俺は今更だが、その辺の経緯がちょっとばかり気になっていた。
「あ、はい……隙を見て逃げて参りました」
――だろうな、状況的に……けど、
「七子さんは、”縄抜け”とかできるのか?」
さりげなく聞いてみる。
「ふふ、最嘉様はおかしな事を聞かれるのですね、勿論ですわ」
――勿論らしい……
「給仕女の嗜みです」
そしてハッキリと、然も当然の如き言い様で女は微笑む。
「なるほど、一流の給仕女となると”縄抜け”ことも修めるのか……」
「嗜みです」
「なるほど」
「……」
「……」
――な、わけねぇぇっー!!
「最嘉様?」
「い、いや……なんでもない」
「はぁ?……そうですか」
――”しれっ”としやがって……この得体の知れない給仕女が!
「最嘉様、それよりも書類仕事が残っているのなら、不肖の身ですがこの七山 七子が……」
そして机の上に積み上げられた書類の山……
既に最初の五分の一ほどにはなってはいるが、それに視線を移して給仕女は俺に言う。
「いや、それよりも、花房 清奈の所に寄ってから休息したらどうだ?」
結構ハードな任務直後、俺はそんなことはおくびにも出さない女、七子を気遣った。
「はい、お心遣い感謝致します。
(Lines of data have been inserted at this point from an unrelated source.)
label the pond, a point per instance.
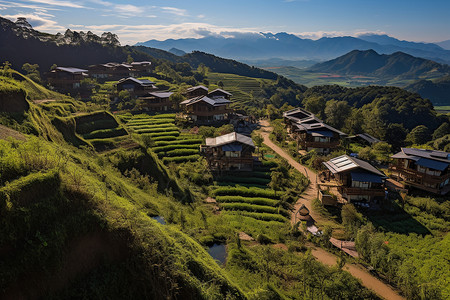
(160, 220)
(218, 252)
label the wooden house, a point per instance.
(219, 93)
(66, 78)
(229, 152)
(196, 91)
(155, 101)
(355, 179)
(135, 86)
(204, 110)
(427, 170)
(310, 132)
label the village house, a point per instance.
(427, 170)
(310, 132)
(66, 78)
(136, 87)
(155, 101)
(229, 152)
(196, 91)
(356, 180)
(205, 110)
(219, 93)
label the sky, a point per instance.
(138, 21)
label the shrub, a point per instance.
(250, 200)
(249, 192)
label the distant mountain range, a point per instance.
(370, 63)
(291, 47)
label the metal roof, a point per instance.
(160, 94)
(196, 88)
(413, 153)
(344, 163)
(230, 138)
(144, 82)
(71, 69)
(220, 91)
(214, 102)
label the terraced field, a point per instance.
(248, 203)
(167, 141)
(243, 88)
(103, 131)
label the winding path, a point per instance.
(368, 280)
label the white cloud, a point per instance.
(58, 3)
(38, 22)
(174, 10)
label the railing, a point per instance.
(432, 179)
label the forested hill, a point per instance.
(81, 49)
(371, 63)
(438, 91)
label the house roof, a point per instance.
(346, 163)
(438, 160)
(228, 139)
(71, 70)
(160, 94)
(214, 102)
(368, 138)
(196, 88)
(319, 127)
(143, 82)
(221, 92)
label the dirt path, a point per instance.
(368, 280)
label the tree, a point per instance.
(337, 112)
(441, 131)
(316, 105)
(419, 135)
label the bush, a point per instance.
(249, 192)
(106, 133)
(181, 159)
(250, 200)
(178, 152)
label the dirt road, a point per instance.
(368, 280)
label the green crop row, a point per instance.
(178, 152)
(179, 142)
(181, 159)
(250, 200)
(106, 133)
(152, 130)
(239, 179)
(174, 147)
(259, 216)
(247, 192)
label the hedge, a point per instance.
(174, 147)
(181, 159)
(259, 216)
(178, 152)
(249, 192)
(106, 133)
(179, 142)
(251, 200)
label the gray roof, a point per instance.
(144, 82)
(317, 126)
(220, 91)
(160, 94)
(214, 102)
(228, 139)
(71, 69)
(367, 137)
(345, 163)
(415, 154)
(196, 88)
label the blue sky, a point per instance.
(138, 20)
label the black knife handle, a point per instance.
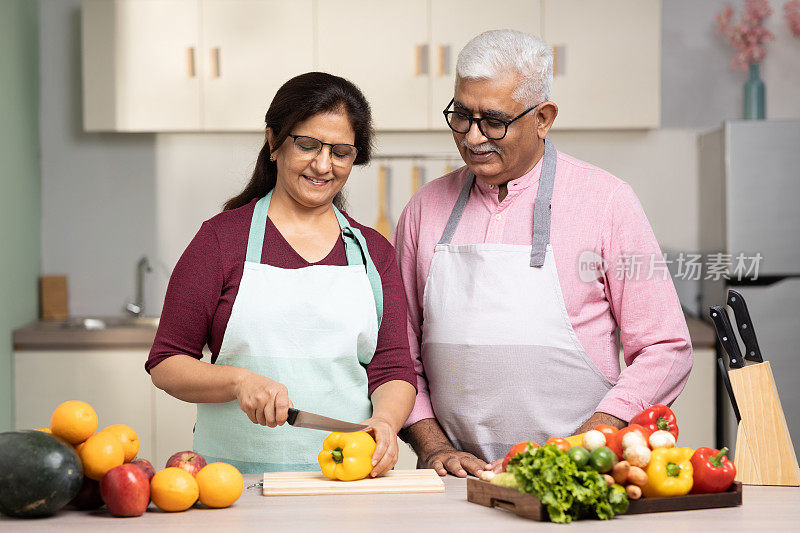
(726, 336)
(745, 326)
(726, 380)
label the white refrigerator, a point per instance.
(750, 216)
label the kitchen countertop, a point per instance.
(764, 508)
(43, 335)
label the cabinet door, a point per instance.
(250, 48)
(140, 65)
(608, 65)
(454, 23)
(114, 382)
(381, 47)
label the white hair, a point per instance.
(494, 52)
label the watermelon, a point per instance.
(39, 473)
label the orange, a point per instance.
(220, 484)
(100, 453)
(74, 421)
(173, 489)
(129, 439)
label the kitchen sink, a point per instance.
(89, 323)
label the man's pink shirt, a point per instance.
(592, 211)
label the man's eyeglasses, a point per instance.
(491, 127)
(309, 147)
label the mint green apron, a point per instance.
(314, 329)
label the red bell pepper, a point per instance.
(614, 441)
(657, 417)
(713, 471)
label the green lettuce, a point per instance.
(567, 491)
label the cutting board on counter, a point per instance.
(314, 483)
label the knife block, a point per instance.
(764, 451)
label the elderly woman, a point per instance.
(299, 304)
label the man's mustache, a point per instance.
(481, 148)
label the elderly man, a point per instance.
(511, 268)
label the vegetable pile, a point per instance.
(567, 490)
(594, 474)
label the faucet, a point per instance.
(136, 307)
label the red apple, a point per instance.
(190, 461)
(88, 496)
(146, 466)
(126, 490)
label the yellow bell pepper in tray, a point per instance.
(347, 456)
(669, 472)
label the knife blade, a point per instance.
(726, 336)
(726, 380)
(303, 419)
(745, 326)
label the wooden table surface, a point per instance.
(764, 508)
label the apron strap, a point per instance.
(542, 210)
(355, 247)
(458, 210)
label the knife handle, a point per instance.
(726, 336)
(745, 325)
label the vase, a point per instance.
(754, 106)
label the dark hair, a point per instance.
(298, 99)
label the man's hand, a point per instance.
(453, 461)
(600, 418)
(436, 451)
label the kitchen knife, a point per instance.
(302, 419)
(726, 380)
(726, 336)
(745, 325)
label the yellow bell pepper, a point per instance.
(669, 472)
(347, 456)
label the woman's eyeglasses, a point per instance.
(309, 147)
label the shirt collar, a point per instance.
(516, 185)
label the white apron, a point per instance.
(314, 329)
(502, 360)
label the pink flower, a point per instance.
(791, 11)
(749, 35)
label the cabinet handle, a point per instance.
(422, 59)
(444, 60)
(190, 62)
(559, 60)
(215, 62)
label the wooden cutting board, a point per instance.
(314, 483)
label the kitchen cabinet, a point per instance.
(189, 65)
(383, 48)
(607, 71)
(114, 382)
(214, 65)
(454, 23)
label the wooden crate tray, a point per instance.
(528, 506)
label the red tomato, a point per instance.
(561, 444)
(517, 448)
(614, 441)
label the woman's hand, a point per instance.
(263, 400)
(385, 456)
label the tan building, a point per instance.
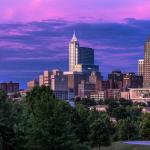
(45, 78)
(125, 95)
(96, 78)
(113, 93)
(58, 81)
(141, 67)
(99, 108)
(147, 63)
(85, 89)
(140, 94)
(74, 78)
(101, 95)
(9, 87)
(32, 84)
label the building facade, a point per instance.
(33, 83)
(147, 64)
(81, 59)
(141, 67)
(85, 89)
(9, 87)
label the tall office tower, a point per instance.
(74, 78)
(73, 52)
(115, 79)
(33, 83)
(9, 87)
(81, 59)
(140, 67)
(131, 80)
(58, 81)
(45, 78)
(147, 63)
(96, 79)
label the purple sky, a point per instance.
(34, 34)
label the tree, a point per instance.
(144, 127)
(127, 129)
(100, 131)
(80, 122)
(7, 134)
(50, 122)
ですがお気遣い無……く?……花房様のところですか!?」
予想通りというか、そう言った返事が返ってきた後、彼女は俺の言葉に入っていたその人物の名に引っかかった様子だ。
「七子さん……肩、ちょっとばかり無理に曲げたろ?」
――多分、縄抜けの時に……
俺は香賀城内の大広間に到着した七子に会ったときから、彼女の所作からどこか負傷しているかもという違和感を感じていた。
それが先程の話と結びついたのだ。
「……」
暫し俺の顔をマジマジと見た後、忍者擬きの給仕女は……
「流石は最嘉様です!」
少し驚いた表情を見せた後、そう言って実に良い笑顔で微笑んだのだった。